Assuming that means 3 heads and 3 tails in that particular flip...

First, find the probability that in a given flip of 6 fair coins, there will be exactly 3 heads (and therefore exactly 3 tails), or 3H3T. Call this probability $p$.

Now, each time you flip the 6 coins, there is a probability $p$ of obtaining 3H3T, and probability $q = 1 - p$ of not obtaining 3H3T. If you define $X$ to the number of flips required, what is the probability that $X = k$, for any given $k = 1, 2, \ldots$? That is, what is the probability that in the first $k - 1$ flips, you don't obtain 3H3T, and in the $k$-th flip, you obtain 3H3T? This is the probability distribution $P[X = k]$ of the random variable $X$. Find the expected value $E[X]$, and that's your answer.

Details:
So what is the probability $p$? When you toss 6 fair coins, the first three are heads with probability $\frac{1}{2}\times\frac{1}{2}\times\frac{1}{2} = \frac{1}{2^3}$, and the last three are tails with the same probability, so the probability of HHHTTT (in the order) is $\frac{1}{2^6}$. However, you can obtain 3H3T in any order, so we have to multiply this probability with the number of arrangements of $HHHTTT$, which is $^6\text{C}_3$. Thus, $p = \dfrac{^6\text{C}_3}{2^6} = \dfrac{5}{16}$. Then $q = 1 - p = \dfrac{9}{16}$.

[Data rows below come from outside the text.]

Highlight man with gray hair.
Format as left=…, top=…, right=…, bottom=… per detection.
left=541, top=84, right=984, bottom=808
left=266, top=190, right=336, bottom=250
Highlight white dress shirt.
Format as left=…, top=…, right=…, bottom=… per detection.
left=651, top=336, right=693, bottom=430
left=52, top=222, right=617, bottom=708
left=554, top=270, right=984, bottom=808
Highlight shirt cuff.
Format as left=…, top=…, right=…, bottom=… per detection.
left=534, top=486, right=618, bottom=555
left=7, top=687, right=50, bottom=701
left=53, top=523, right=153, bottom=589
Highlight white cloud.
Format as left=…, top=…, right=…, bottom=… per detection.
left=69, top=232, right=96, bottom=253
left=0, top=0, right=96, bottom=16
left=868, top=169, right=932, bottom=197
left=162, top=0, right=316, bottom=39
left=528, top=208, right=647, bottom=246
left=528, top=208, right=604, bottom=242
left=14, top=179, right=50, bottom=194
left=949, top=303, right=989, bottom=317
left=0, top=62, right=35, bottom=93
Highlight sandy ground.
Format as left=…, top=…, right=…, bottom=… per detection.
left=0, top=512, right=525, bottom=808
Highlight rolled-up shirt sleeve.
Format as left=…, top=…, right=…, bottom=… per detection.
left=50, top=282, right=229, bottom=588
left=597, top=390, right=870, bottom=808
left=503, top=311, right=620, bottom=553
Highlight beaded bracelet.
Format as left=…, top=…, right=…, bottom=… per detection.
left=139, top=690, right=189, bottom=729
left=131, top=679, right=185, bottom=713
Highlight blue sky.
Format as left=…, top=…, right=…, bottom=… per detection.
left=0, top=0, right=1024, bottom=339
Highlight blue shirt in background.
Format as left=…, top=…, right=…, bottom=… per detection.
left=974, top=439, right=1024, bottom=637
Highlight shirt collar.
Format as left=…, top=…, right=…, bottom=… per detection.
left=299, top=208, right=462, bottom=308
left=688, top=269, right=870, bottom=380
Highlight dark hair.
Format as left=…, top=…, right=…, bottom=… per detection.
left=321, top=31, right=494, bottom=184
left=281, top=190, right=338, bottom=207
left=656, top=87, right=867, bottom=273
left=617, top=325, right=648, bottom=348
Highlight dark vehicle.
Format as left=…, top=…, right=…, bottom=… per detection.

What is the probability distribution $P[X = k]$? As this is the probability of failing to obtain 3H3T in the first $k - 1$ flips, and the obtaining 3H3T in the $k$-th flip:

$P[X = k] = qq\ldots qp = q^{k-1}p$, for any $k = 1, 2, \ldots$

(The $q$'s are the probabilities of failure in the first $k-1$ flips, and $p$ is the probability of success in the $k$-th flip)

If you find the mean or expected value it will be $E[X] = \sum\limits_{k = 1}^{\infty}kP[X = k] = \sum\limits_{k=1}^{\infty}kq^{k-1}p = \dfrac{1}{p}$.

So the answer is $\dfrac{1}{p} = \dfrac{16}{5} \approx 4$ (rounding up).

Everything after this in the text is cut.